Je n’en sais rien ! Il n’y a pas de recette… L’inquiétante étrangeté consiste en l’expérience de Freud qui, dans une gare, entre dans un train, aperçoit son propre reflet dans les vitres superposées du train et ne reconnaît pas son image. Si on applique cette expérience à mes photographies, cela veut dire que quand on regarde une de mes photographies, on ne reconnaît pas ce qu’on voit. Dans le cas de la série sur les mannequins de vitrines par exemple, le trouble s’installe quand on les regarde de près, quand on contemple l’image et qu’on s’aperçoit que par les détails du rendu photographique tout est faux. Le maquillage est peint à la main, les sourcils sont peints à la main, la pupille est peinte, le grain de peau est trop parfait et donc le faux remonte à la surface. Là, le trouble s’installe… On se dit : « Ah, mais non, ce n’est pas aussi simple que ça… Qu’est-ce que c’est que cette image ? ». Voilà un exemple de ce qui peut se passer quand on regarde une de mes photographies.

Vous exposez une nouvelle fois aux Rencontres d’Arles. Cette année, ce sont les cinquante ans. Que pensez-vous du Festival ?

C’est un Festival qui a beaucoup évolué et qui a suivi les évolutions de la photographie. On pourrait dire que les fondateurs du Festival ont défendu la photographie au moment où elle commençait à devenir une photographie d’auteur en France. Ils ont fait un travail remarquable. Ils ont défendu les artistes et les auteurs-photographes importants à l’époque. Au fil du temps, la photographie a évolué.
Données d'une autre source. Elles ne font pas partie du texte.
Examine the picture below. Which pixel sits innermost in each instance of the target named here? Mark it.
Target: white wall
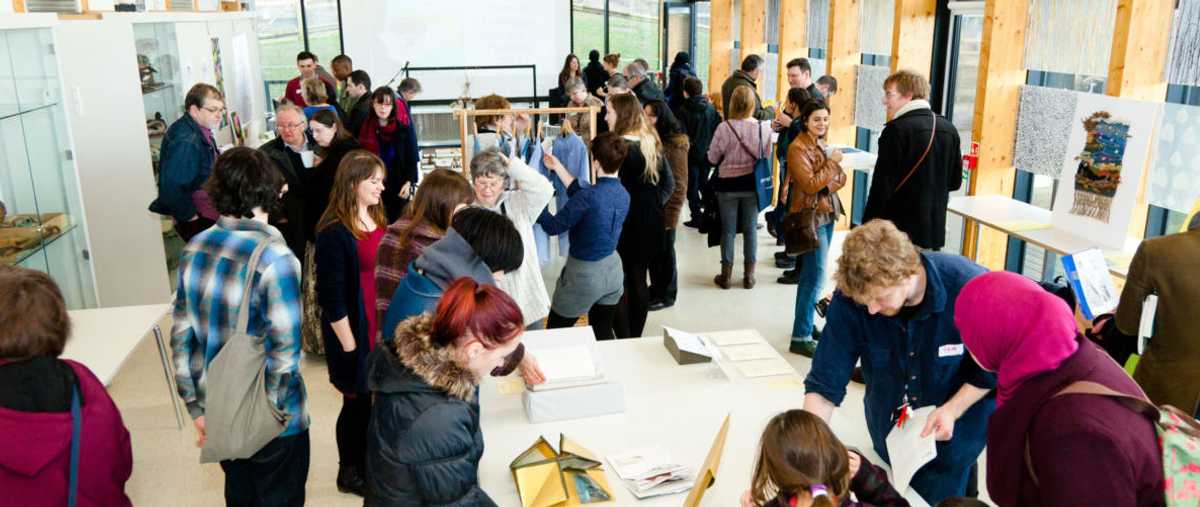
(382, 35)
(103, 108)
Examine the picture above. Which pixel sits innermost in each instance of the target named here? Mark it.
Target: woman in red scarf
(1043, 448)
(387, 136)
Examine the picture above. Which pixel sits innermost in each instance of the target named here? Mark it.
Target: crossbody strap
(251, 267)
(1138, 404)
(933, 132)
(76, 430)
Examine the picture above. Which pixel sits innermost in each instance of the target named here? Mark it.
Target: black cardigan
(641, 237)
(340, 294)
(319, 182)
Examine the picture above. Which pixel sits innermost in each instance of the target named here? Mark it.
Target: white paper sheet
(735, 338)
(765, 368)
(565, 363)
(909, 451)
(688, 341)
(749, 352)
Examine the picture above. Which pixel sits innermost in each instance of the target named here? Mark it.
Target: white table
(102, 339)
(997, 212)
(679, 407)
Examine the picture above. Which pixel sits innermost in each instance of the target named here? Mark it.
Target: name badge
(949, 350)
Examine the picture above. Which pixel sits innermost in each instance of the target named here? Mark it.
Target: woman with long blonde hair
(649, 183)
(347, 243)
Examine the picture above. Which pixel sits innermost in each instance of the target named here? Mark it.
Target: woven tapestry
(1043, 127)
(869, 112)
(1183, 63)
(1081, 29)
(1175, 171)
(1103, 166)
(819, 24)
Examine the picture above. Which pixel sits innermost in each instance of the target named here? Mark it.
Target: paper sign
(749, 352)
(765, 368)
(1021, 225)
(949, 350)
(688, 341)
(735, 338)
(909, 451)
(1089, 275)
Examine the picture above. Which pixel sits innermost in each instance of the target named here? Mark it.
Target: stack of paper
(649, 472)
(567, 367)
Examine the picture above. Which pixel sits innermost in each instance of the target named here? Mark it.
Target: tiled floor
(167, 470)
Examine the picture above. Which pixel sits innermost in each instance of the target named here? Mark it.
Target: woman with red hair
(424, 442)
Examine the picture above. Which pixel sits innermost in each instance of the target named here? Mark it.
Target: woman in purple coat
(1084, 449)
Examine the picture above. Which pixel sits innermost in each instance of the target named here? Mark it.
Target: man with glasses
(292, 155)
(919, 163)
(185, 162)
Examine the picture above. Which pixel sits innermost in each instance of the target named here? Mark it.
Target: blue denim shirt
(922, 356)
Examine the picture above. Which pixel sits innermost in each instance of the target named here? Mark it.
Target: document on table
(565, 363)
(765, 368)
(725, 339)
(688, 341)
(909, 451)
(749, 352)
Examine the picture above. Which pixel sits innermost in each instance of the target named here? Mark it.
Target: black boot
(351, 481)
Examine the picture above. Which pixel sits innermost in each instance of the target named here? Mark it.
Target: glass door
(961, 76)
(678, 27)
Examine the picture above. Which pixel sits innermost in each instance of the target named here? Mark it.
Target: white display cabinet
(42, 225)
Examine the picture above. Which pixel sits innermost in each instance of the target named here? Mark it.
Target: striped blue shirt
(211, 280)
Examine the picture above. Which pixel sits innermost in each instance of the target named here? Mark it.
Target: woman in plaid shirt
(211, 275)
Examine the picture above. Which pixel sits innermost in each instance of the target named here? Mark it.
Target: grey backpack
(239, 417)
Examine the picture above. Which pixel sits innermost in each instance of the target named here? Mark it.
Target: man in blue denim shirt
(894, 310)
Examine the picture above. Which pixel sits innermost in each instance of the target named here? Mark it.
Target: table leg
(166, 371)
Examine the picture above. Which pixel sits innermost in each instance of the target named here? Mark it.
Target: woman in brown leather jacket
(816, 177)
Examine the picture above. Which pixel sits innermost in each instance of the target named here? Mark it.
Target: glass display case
(162, 95)
(41, 213)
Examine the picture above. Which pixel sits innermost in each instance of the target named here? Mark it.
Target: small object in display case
(147, 72)
(156, 126)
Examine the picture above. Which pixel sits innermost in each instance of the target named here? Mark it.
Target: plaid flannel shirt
(211, 276)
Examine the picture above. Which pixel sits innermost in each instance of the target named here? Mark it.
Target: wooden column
(997, 96)
(720, 43)
(1140, 41)
(912, 36)
(793, 40)
(843, 59)
(754, 31)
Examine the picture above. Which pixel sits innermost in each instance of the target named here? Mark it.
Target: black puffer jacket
(424, 442)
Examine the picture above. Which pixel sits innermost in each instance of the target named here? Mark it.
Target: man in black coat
(642, 84)
(286, 151)
(748, 76)
(594, 73)
(358, 87)
(700, 120)
(910, 186)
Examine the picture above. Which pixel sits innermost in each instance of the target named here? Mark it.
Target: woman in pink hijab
(1084, 448)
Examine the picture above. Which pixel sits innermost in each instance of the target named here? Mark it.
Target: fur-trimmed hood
(411, 363)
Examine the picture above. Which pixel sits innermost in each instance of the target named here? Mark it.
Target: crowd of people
(414, 287)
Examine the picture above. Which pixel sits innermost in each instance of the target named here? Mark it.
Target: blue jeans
(811, 266)
(739, 214)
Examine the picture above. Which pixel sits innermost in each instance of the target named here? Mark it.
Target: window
(587, 29)
(289, 27)
(280, 37)
(634, 30)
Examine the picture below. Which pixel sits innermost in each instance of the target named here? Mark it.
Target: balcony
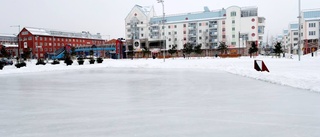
(213, 26)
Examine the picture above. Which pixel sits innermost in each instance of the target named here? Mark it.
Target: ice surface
(150, 102)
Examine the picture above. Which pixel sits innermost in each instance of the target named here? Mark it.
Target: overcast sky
(107, 16)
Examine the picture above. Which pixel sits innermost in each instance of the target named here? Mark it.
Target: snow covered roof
(48, 32)
(10, 45)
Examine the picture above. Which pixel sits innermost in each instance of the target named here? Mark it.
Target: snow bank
(302, 74)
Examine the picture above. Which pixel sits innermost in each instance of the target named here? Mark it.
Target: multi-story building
(285, 41)
(235, 26)
(10, 43)
(292, 38)
(43, 42)
(311, 30)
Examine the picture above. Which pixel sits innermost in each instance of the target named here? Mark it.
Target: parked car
(6, 61)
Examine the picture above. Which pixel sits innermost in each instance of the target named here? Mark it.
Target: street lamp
(164, 52)
(299, 39)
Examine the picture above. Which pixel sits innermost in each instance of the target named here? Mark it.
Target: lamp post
(299, 35)
(18, 39)
(164, 52)
(37, 46)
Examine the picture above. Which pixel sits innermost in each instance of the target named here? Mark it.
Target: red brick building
(41, 41)
(10, 44)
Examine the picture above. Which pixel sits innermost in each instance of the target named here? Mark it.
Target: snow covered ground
(150, 98)
(302, 74)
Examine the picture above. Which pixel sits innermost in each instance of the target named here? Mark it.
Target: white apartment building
(238, 27)
(292, 38)
(310, 32)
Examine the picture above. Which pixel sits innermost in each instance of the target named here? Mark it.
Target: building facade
(311, 30)
(310, 33)
(42, 42)
(10, 43)
(238, 27)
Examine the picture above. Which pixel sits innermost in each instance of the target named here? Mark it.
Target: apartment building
(311, 30)
(10, 43)
(238, 27)
(310, 33)
(45, 41)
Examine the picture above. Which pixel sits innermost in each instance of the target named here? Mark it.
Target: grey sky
(107, 16)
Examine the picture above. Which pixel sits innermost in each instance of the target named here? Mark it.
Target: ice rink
(123, 102)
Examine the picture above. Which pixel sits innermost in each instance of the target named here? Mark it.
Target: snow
(302, 74)
(149, 97)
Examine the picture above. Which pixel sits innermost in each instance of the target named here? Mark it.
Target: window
(233, 14)
(312, 25)
(312, 33)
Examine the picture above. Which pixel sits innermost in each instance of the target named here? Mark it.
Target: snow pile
(302, 74)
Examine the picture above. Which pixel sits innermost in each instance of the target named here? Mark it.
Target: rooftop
(49, 32)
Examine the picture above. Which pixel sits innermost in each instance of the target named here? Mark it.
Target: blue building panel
(294, 26)
(311, 14)
(190, 16)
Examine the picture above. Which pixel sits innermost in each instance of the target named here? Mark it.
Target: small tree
(198, 50)
(253, 49)
(223, 48)
(278, 49)
(146, 51)
(173, 50)
(187, 49)
(27, 53)
(4, 52)
(130, 52)
(91, 53)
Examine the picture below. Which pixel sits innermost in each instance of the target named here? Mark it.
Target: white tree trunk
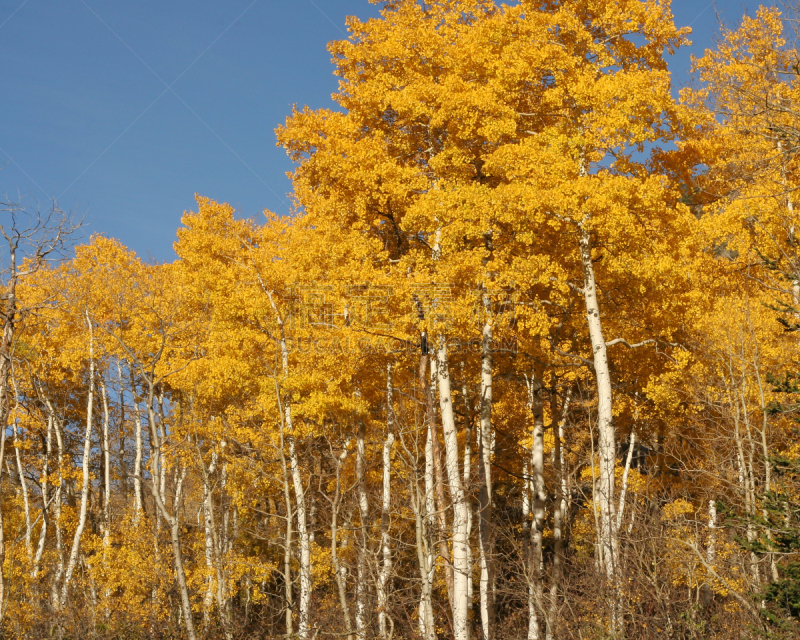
(23, 483)
(37, 560)
(609, 539)
(106, 466)
(624, 489)
(460, 508)
(425, 526)
(87, 449)
(138, 494)
(363, 507)
(386, 548)
(485, 447)
(208, 525)
(535, 577)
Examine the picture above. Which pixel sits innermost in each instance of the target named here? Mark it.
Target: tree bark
(485, 534)
(609, 537)
(460, 509)
(87, 448)
(386, 548)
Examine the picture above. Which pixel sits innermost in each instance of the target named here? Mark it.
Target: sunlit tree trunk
(609, 538)
(87, 449)
(460, 508)
(299, 490)
(485, 534)
(23, 485)
(138, 493)
(208, 526)
(363, 507)
(106, 464)
(386, 548)
(438, 478)
(338, 570)
(45, 481)
(535, 573)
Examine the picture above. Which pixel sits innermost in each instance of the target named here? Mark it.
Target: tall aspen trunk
(559, 508)
(124, 481)
(302, 529)
(460, 508)
(535, 587)
(23, 484)
(363, 508)
(609, 538)
(625, 473)
(287, 551)
(138, 490)
(386, 504)
(106, 466)
(3, 585)
(208, 526)
(468, 477)
(157, 472)
(424, 525)
(87, 449)
(338, 570)
(485, 534)
(59, 572)
(37, 560)
(299, 490)
(440, 510)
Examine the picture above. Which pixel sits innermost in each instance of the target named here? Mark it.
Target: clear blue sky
(123, 110)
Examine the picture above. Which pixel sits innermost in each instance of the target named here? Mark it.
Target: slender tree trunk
(338, 570)
(386, 548)
(363, 507)
(468, 477)
(59, 572)
(45, 480)
(440, 510)
(460, 509)
(23, 483)
(559, 509)
(485, 534)
(287, 551)
(87, 449)
(299, 490)
(208, 526)
(429, 528)
(535, 587)
(106, 466)
(138, 492)
(609, 538)
(625, 473)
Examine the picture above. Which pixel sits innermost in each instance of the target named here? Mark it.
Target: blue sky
(124, 110)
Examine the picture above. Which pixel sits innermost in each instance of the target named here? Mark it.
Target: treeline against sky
(523, 363)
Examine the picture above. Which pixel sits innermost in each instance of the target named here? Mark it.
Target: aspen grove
(522, 363)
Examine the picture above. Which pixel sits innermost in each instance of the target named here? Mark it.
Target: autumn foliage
(521, 364)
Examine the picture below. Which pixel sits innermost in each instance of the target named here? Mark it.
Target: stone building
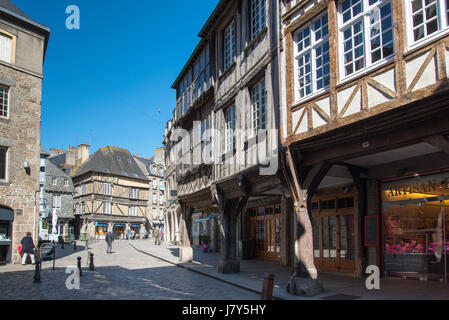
(23, 44)
(366, 133)
(226, 135)
(59, 193)
(154, 169)
(111, 194)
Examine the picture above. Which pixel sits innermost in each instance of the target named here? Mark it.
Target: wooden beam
(440, 142)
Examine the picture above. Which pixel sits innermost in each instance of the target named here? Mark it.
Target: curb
(203, 273)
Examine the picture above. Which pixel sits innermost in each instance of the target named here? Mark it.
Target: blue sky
(104, 84)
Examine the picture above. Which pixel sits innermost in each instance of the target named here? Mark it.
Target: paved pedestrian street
(126, 274)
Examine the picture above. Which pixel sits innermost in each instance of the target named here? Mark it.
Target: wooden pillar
(228, 262)
(186, 250)
(304, 280)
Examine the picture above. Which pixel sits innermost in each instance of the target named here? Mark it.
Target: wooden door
(333, 234)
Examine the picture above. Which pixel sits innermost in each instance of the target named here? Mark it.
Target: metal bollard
(37, 273)
(91, 265)
(79, 266)
(267, 288)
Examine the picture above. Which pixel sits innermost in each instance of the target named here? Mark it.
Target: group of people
(29, 249)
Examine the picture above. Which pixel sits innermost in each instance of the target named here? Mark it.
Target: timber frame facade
(376, 119)
(240, 91)
(111, 195)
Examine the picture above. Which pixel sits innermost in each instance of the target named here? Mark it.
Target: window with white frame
(107, 188)
(5, 47)
(185, 92)
(257, 19)
(107, 208)
(426, 17)
(201, 73)
(4, 102)
(312, 58)
(134, 193)
(154, 198)
(3, 163)
(229, 116)
(229, 46)
(258, 107)
(133, 211)
(366, 27)
(56, 201)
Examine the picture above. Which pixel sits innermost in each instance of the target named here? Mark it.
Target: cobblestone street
(126, 275)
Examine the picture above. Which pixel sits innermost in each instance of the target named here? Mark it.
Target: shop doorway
(265, 231)
(416, 238)
(119, 231)
(334, 233)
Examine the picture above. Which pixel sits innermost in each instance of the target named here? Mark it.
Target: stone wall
(21, 134)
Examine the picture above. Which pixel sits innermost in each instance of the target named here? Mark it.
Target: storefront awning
(6, 214)
(209, 217)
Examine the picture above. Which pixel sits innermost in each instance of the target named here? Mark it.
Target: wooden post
(267, 287)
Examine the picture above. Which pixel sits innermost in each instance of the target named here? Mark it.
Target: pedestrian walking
(157, 236)
(109, 240)
(28, 248)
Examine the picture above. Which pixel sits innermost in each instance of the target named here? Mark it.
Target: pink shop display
(412, 247)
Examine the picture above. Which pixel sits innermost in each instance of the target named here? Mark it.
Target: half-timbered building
(367, 112)
(111, 195)
(225, 126)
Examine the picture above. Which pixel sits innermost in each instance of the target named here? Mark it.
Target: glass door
(415, 241)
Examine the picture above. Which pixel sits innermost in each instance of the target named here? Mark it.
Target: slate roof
(52, 171)
(60, 161)
(147, 163)
(12, 7)
(43, 151)
(114, 161)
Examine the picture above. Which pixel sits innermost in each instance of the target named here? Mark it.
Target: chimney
(83, 153)
(159, 156)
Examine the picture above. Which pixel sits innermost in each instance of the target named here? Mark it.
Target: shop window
(327, 204)
(346, 203)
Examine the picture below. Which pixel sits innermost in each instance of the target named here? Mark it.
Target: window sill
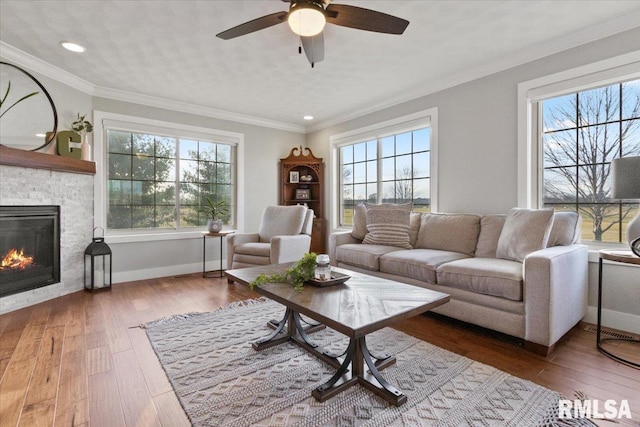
(153, 237)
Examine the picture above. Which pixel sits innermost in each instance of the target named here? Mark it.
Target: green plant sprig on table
(296, 274)
(81, 125)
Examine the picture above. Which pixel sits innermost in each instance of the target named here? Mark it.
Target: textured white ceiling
(168, 50)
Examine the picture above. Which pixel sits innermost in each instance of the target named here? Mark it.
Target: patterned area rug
(221, 381)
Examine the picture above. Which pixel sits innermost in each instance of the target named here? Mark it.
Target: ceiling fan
(307, 19)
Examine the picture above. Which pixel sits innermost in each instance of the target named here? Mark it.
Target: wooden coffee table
(362, 305)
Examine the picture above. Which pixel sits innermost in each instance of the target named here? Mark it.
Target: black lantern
(97, 264)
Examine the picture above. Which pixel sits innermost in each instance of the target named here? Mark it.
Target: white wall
(477, 144)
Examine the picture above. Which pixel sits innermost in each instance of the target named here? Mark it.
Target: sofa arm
(289, 248)
(339, 238)
(555, 292)
(238, 239)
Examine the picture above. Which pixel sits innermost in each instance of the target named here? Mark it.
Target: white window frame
(609, 71)
(421, 119)
(103, 120)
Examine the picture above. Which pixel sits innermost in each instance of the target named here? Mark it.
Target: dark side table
(205, 235)
(625, 257)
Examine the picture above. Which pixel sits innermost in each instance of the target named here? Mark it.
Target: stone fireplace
(29, 248)
(34, 184)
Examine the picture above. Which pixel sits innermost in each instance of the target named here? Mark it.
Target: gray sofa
(523, 274)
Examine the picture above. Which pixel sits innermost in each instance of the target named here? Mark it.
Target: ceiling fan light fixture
(306, 18)
(73, 47)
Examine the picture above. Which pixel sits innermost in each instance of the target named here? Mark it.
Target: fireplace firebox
(29, 247)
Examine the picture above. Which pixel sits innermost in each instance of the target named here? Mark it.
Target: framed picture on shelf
(303, 194)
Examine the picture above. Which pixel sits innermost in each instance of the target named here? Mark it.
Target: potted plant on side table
(217, 211)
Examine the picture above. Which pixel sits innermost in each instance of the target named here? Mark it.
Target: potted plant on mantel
(217, 210)
(83, 127)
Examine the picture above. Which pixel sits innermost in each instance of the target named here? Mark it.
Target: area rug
(221, 380)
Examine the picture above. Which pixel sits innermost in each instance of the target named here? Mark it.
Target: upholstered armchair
(284, 236)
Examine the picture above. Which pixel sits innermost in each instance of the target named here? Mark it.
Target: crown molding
(183, 107)
(32, 63)
(542, 50)
(38, 65)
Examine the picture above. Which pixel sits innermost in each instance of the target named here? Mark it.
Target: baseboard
(614, 319)
(167, 271)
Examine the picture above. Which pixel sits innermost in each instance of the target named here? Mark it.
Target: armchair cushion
(255, 249)
(281, 220)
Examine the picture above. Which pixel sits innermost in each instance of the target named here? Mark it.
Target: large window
(159, 181)
(389, 169)
(582, 133)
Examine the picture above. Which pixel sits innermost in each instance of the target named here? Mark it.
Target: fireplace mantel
(35, 160)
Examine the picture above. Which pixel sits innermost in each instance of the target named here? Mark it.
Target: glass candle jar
(323, 269)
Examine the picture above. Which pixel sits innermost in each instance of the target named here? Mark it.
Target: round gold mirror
(28, 117)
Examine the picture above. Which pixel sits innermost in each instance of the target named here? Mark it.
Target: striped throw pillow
(388, 224)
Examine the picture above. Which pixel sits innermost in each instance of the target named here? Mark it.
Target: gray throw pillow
(524, 231)
(565, 230)
(388, 225)
(449, 232)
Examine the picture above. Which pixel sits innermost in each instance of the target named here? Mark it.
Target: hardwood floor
(83, 360)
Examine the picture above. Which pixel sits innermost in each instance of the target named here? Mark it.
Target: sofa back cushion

Elle a rejoint le domaine des arts en général et le Festival a donné peu à peu une large place à des artistes utilisant la photographie. Aujourd’hui, le Festival est vraiment le reflet de cette complexité de l’utilisation de la photographie. Il n’y a pas une photographie, il y en a des multitudes. Le Festival en est le reflet et en même temps il maintient une vision prospective de découverte de jeunes photographes, de jeunes artistes et donne aussi la place à des artistes qui ont déjà une carrière derrière eux, mais en montrant des travaux qui n’ont pas réellement été montrés avant, qui gardent un caractère inédit.

Comme vos Painted Ladies ?

Comme cette série, oui.


Lady Inpainting, 2017 © Valérie Belin, Extrait de Valérie Belin, Painted Ladies (Éditions Xavier Barral, 2019)

Lady Stroke, 2017 © Valérie Belin, Extrait de Valérie Belin, Painted Ladies (Éditions Xavier Barral, 2019)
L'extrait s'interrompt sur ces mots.